In their latest paper in Proceedings of the National Academy of Sciences of the United States of America, Hirsch and colleagues probed the mechanism of metformin's action and found that metformin treatment inhibits transformation by attenuating the inflammatory feedback loop [9]. In particular, metformin prevented transformation-induced IL-6 expression by inhibiting the translocation of NF-κB to the nucleus. Expression of exogenous Lin28 or treatment with IL-1β (both NF-κB targets) overcomes the anti-transformation effect of metformin. Intriguingly, the inhibitory effect of metformin on inflammatory response components was more pronounced in CSCs than non-CSCs, consistent with the observation that NF-κB nuclear translocation and signal transducer and activator of transcription 3 (STAT3) activity were only inhibited in CSCs. The authors also provided evidence that the sensitivity of other transformed cell lines to metformin is determined by the degree of inflammatory pathway activity (IL-6 levels) that they exhibit.

NF-κB plays a central role in immune-cell-mediated tumor inflammation [10]. The fact that inflamatory pathway activity correlates with metformin sensitivity in xenografts indicates that the effects of metformin are independent of a potential influence of the drug on immune cells. IL-6 from CSCs is sufficient to induce the conversion of non-CSCs to CSCs in a paracrine fashion that establishes a dynamic equilibrium between the two populations [11]. Irrespective of whether metformin can interfere with NF-κB activation in the immune system, IL-6 delivered from immune cells within the tumor is likely to skew the cancer cell population dynamics and this has the potential to impact tumor development [12]. Non-epithelial sources of IL-6 might supersede the role of the epithelial inflammatory response. The influence of metformin on CSC population dynamics in autochthonous tumors remains to be seen.

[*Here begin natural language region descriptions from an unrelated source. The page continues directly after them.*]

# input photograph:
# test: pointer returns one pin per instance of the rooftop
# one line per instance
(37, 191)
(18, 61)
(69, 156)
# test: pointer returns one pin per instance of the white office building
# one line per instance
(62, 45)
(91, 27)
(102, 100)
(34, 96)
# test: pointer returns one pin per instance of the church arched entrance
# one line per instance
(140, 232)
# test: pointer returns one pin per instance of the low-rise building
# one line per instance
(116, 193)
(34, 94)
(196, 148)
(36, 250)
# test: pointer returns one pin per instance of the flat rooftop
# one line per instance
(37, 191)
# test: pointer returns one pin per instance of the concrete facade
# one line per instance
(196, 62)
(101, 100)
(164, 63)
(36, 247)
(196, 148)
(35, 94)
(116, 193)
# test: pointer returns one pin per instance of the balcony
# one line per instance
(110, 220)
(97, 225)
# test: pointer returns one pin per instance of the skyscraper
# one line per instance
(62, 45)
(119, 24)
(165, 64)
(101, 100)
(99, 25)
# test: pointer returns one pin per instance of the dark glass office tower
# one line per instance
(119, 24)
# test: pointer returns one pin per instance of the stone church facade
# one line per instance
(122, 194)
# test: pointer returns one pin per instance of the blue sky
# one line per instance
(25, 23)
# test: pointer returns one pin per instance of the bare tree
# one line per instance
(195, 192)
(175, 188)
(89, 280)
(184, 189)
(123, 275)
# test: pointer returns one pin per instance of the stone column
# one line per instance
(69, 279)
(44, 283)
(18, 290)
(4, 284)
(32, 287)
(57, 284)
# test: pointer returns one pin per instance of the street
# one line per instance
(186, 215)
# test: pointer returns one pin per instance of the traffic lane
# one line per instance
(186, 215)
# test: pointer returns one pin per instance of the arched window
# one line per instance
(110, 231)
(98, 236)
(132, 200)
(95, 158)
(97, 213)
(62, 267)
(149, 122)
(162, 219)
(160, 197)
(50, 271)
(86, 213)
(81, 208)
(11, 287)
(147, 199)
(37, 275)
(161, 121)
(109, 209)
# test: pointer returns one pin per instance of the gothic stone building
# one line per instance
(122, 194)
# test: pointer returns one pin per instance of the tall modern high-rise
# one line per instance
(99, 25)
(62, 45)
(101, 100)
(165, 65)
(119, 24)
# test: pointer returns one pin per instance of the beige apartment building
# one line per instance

Another lingering question is how metformin inhibits NF-κB activity. A critical observation by Hirsch and colleagues that may shed some light on this is that metformin only inhibits transformation when administered during an early window of up to 3 hours following Src induction, after which metformin is less effective [9]. This is surprising given that a 5-minute activation of Src suffices to transform cells (albeit with slower kinetics) and NF-κB activity is similar at 1 hour and 4 hours after Src activation [4]. Taken together, these observations suggest that some aspect of metformin function sets the scene to inhibit NF-κB indirectly. Multiple lines of evidence indicate that metformin regulates cellular metabolism, in part, through indirect activation of AMP-activated protein kinase [13], and genetic epistasis experiments are warranted to investigate a potential link between AMP-activated protein kinase and NF-κB in CSCs. Sensitivity to metformin is also influenced by which nutrients are predominantly utilized for anabolic reactions to fuel proliferation [14], so differences in metabolic pathway activity between non-CSCs and CSCs may underlie differential sensitivity to the drug. Regardless of these factors, selective depletion of CSCs promises to pave the way towards more effective therapies [15] and the insights from Hirsch and colleagues bring us a significant step further towards this goal.